The Fairy Queen di Purcell con Les Arts Florissants approda alla Scala

William Christie (Foto Brescia e Amisano)
William Christie (Foto Brescia e Amisano)
Recensione
classica
Teatro alla Scala, Milano
The Fairy Queen
30 Giugno 2024

Sembra riduttivo parlare di semi-opera per The Fairy Queen (1692), tanta è la varietà, tanta la ricchezza delle musiche inserite nel dramma, il cui testo si basa sul Sogno di una notte di mezza estate shakespeariano. I masque danzati e cantati che chiudono gli atti offrono un florilegio di forme e stili che raggiunge le tre ore di durata, per cui la rappresentazione integrale è sempre un problema. Lo spettacolo, in tournée da quasi un anno, consiste dunque nell’esecuzione della sola parte musicale, scorciata di un terzo, in forma semi-scenica. Anche questa è una definizione riduttiva, perché la regia e coreografia sono di Mourad Merzouki, da trent’anni esploratore della danza hip-hop, che ha portato sulle scene con la compagnia Käfig (la gabbia). Della partitura di Henry Purcell offre una lettura visiva, in cui i movimenti acrobatici dei sei danzatori si intrecciano a gesti, passi di danza ed espressioni degli otto cantanti, a formare una specie di coro greco che si muove all’unisono; pertanto anche i danzatori cantano insieme agli altri nel propiziatorio coro finale. Del soprannaturale di Shakespeare non rimane nulla: niente elfi e fate, cantanti e ballerini vestiti con camice e giacche moderne. Sono un gruppo di ragazzi e ragazze che si allontanano dalla città, si stupiscono per il sorgere del sole, il canto degli uccelli, l’arrivo della notte e il passare delle stagioni. Quel che è soprannaturale e magico, allora, è il meraviglioso tempo della giovinezza, con i corteggiamenti, la difficoltà di fidarsi reciprocamente, i primi abbandoni. Lo stupore che si sprigiona, l’incanto dello spettacolo, deriva dal fatto che volteggi, piroette di sbieco e salti mortali si sposano così bene con la musica: prendono vita da ogni respiro, soffio e vocalizzo. Non sono mero commento, la compenetrazione è pressoché assoluta, rari i momenti in cui si vorrebbe togliere qualcosa. Anche in quelli più sovraccarichi di salti e di gesti, la compagnia respira insieme al direttore e ai musicisti; sarà proprio questo il succo dello spettacolo: la vita ha senso solo se si vive insieme, creando un’armonia che di continuo si spezza e si ricrea. Non c’è più bisogno di elfi, fate, divinità; non c’è magia se non nell’empatia reciproca e nella vita stessa.

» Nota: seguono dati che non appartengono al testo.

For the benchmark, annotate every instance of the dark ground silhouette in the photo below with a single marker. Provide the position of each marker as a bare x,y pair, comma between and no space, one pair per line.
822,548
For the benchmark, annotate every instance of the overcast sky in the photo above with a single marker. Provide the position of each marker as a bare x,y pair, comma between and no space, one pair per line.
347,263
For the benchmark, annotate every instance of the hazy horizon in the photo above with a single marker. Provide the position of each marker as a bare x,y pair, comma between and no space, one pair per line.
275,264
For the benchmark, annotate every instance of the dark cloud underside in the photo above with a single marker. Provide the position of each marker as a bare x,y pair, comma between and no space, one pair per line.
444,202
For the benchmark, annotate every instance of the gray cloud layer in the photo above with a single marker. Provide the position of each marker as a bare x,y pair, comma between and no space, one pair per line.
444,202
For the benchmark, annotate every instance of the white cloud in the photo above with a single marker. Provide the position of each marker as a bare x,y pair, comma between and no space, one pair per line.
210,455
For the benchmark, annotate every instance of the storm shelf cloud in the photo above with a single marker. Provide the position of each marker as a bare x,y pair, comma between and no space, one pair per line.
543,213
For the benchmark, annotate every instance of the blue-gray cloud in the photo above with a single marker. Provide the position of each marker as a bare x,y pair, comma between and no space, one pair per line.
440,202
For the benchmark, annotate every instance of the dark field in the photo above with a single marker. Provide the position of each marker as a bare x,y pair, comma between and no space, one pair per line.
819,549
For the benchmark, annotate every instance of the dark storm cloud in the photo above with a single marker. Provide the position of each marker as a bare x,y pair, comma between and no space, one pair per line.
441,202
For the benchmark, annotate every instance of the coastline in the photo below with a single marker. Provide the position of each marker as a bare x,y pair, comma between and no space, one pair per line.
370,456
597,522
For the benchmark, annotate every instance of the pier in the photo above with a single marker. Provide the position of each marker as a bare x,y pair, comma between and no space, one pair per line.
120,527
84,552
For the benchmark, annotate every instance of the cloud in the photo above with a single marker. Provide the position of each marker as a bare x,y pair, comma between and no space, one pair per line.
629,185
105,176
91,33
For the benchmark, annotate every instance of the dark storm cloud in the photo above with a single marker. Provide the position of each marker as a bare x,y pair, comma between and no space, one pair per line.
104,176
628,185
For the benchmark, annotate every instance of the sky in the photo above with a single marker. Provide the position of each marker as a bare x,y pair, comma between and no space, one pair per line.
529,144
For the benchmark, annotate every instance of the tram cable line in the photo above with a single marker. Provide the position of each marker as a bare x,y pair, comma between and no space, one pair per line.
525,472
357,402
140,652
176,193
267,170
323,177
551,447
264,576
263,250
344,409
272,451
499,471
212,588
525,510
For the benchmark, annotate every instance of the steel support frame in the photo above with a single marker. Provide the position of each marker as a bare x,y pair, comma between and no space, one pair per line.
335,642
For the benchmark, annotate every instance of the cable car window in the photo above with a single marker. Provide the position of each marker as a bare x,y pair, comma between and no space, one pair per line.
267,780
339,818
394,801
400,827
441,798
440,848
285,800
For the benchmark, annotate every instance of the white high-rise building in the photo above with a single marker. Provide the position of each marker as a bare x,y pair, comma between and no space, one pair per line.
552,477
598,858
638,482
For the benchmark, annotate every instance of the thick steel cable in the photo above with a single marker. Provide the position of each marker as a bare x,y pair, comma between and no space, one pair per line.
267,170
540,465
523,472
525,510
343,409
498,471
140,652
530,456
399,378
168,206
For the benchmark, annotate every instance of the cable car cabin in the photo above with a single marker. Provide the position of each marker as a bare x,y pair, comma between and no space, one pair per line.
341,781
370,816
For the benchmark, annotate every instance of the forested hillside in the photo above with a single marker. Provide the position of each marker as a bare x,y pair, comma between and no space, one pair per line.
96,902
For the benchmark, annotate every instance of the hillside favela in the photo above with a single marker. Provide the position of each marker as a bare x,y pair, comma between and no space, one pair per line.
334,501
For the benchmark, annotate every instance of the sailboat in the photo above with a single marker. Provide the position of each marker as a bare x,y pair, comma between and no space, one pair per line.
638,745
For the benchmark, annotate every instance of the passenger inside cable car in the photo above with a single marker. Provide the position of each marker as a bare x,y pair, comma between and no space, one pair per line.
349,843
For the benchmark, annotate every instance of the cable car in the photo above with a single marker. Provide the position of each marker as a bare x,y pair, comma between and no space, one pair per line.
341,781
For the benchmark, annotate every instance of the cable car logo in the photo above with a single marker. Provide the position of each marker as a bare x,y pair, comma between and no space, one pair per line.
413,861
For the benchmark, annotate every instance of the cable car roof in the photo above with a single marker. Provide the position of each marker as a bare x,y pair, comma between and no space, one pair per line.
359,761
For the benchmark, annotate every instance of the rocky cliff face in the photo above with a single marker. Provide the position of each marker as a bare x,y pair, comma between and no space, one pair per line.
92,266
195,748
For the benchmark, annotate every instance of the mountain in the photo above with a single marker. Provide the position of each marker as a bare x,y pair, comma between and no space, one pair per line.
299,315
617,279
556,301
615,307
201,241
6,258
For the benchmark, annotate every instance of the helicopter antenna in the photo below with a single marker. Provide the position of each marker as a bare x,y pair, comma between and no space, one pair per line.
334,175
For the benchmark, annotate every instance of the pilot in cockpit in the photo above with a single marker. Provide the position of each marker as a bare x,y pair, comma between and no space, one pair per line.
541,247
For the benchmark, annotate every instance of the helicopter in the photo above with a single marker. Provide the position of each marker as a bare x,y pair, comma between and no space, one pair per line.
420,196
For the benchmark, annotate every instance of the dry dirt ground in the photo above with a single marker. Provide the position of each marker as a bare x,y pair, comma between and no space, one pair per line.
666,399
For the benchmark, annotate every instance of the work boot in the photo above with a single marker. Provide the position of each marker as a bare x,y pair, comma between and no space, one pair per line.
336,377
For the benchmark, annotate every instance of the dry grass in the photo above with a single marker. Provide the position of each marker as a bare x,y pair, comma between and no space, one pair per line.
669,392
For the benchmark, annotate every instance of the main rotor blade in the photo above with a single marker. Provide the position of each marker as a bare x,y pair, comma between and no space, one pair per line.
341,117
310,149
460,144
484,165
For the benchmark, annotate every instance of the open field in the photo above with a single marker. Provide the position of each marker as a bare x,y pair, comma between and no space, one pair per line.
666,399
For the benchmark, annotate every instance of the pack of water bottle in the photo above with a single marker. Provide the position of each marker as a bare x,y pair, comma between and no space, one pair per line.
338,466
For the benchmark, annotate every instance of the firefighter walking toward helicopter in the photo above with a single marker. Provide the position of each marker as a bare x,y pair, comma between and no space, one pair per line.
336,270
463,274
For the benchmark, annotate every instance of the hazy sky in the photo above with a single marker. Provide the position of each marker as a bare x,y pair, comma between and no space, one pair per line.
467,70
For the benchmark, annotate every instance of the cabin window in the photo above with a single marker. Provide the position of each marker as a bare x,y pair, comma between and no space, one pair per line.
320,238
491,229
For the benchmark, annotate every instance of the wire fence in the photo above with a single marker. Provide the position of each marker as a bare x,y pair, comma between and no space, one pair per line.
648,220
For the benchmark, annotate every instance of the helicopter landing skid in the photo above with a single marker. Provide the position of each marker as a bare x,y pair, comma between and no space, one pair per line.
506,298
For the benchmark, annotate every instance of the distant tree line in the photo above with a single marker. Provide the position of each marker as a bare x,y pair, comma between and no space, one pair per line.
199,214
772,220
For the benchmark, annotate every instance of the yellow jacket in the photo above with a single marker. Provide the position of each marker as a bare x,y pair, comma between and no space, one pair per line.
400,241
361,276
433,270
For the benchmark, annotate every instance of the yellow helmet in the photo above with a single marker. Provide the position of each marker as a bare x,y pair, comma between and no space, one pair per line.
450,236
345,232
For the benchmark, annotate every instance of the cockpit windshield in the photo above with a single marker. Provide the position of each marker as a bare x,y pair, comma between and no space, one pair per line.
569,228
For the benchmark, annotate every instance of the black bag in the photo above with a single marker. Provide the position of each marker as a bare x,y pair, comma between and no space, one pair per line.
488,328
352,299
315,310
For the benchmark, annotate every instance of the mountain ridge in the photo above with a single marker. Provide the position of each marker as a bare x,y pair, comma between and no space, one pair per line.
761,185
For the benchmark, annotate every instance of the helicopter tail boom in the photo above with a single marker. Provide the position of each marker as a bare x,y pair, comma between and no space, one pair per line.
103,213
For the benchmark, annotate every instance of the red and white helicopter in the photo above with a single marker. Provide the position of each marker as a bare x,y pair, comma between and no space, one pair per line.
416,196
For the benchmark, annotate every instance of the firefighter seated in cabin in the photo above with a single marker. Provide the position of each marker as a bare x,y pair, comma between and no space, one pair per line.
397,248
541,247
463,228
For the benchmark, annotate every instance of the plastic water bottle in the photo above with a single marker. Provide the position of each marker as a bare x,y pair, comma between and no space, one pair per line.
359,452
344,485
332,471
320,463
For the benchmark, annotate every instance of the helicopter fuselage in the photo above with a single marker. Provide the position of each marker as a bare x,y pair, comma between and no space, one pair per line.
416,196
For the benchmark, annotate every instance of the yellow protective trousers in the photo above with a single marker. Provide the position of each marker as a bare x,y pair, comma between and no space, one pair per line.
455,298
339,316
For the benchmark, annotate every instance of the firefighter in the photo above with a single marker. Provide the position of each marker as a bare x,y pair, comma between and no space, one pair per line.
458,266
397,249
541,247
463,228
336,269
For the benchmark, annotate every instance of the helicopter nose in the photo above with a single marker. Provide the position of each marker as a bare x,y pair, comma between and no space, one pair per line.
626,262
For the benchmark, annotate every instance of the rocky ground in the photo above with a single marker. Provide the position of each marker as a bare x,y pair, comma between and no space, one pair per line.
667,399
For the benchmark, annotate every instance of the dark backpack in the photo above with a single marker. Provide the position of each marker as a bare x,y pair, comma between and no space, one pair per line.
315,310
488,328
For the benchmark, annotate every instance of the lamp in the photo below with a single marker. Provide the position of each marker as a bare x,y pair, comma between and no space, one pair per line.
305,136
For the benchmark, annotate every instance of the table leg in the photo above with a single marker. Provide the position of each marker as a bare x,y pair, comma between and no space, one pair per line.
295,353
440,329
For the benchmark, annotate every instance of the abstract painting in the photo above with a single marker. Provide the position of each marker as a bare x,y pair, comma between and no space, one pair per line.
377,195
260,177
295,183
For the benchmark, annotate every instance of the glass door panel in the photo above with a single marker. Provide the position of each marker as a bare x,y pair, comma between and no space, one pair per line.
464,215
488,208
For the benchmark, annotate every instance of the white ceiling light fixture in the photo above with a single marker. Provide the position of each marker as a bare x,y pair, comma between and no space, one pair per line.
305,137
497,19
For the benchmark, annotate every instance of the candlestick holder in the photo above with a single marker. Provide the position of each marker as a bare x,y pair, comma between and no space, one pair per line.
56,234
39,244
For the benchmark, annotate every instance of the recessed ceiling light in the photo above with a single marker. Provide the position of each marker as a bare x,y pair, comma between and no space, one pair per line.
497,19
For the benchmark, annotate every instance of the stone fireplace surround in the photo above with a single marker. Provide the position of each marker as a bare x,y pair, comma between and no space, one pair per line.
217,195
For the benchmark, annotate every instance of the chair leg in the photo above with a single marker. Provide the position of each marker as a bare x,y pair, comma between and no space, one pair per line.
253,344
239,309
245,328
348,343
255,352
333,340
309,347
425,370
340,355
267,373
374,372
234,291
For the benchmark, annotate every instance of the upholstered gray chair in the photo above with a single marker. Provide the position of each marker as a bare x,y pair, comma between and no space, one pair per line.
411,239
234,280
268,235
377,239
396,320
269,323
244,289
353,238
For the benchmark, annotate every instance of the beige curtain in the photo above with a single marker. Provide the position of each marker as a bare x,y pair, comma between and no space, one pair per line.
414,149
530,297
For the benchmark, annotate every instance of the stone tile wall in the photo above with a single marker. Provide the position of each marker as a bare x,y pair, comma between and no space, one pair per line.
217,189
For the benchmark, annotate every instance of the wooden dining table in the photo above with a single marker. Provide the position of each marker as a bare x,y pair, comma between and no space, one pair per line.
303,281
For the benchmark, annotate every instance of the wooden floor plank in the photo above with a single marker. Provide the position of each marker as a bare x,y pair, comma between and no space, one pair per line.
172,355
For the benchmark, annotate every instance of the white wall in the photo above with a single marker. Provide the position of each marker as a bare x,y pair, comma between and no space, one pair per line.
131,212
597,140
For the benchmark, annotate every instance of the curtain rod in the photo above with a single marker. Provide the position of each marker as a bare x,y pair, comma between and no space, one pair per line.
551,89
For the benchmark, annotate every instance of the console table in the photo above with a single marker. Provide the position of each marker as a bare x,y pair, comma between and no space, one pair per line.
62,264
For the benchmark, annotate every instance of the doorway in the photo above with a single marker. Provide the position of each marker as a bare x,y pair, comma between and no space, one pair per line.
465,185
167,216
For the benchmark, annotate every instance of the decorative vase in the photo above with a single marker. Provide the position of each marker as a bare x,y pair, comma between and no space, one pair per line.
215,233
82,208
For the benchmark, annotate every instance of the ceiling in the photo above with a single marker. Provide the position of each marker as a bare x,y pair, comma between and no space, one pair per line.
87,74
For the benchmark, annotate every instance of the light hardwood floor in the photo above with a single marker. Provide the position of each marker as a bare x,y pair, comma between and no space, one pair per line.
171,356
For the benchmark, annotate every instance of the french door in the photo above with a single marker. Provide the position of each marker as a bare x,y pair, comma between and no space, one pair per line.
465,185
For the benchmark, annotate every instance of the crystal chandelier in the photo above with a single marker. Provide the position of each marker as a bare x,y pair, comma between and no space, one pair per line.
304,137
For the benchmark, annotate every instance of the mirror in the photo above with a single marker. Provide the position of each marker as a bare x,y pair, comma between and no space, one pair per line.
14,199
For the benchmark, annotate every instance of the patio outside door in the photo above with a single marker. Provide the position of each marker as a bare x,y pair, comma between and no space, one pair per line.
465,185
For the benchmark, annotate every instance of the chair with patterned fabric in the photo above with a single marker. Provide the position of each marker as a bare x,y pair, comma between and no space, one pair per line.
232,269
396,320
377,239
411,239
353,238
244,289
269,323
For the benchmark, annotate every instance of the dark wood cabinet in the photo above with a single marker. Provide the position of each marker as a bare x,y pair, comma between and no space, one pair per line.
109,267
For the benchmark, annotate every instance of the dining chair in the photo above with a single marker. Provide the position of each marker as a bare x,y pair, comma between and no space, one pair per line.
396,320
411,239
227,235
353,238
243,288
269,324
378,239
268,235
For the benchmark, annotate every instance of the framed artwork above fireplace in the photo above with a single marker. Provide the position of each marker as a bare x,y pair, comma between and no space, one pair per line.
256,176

William Christie, sornione e divertito, sposa convinto tale visione, dirigendo con pochi gesti sobri e sicuri una partitura amata e conosciuta a fondo almeno da quando la riportò in scena ad Aix en Provence nel 1989. I suoi musicisti, Les Arts Florissants, talvolta raggiungono il palco e la loro misurata gestualità diventa anch’essa una danza, che ci fa staccare da terra e piroettare insieme agli elastici danzatori, che sono Baptiste Coppin, Samuel Florimond, Anahi Passi, Alary-Youra Ravin, Daniel Saad, Timothée Zig. Cantanti altrettanto giovani e pieni di grazia, capaci di sfumare e cantare piano, perfettamente omogenei se fanno il coro: Paulina Francisco, Georgia Burashko, Rebecca Leggett, Juliette Mey, Ilja Aksionov, Rodrigo Carreto, Hugo Herman-Wilson, Benjamin Schilperoort.

Teatro gremito e in visibilio per l’unica data italiana della tournée, profluvio di bis durante i quali anche Christie si mette a cantare ed accenna a qualche passo di danza.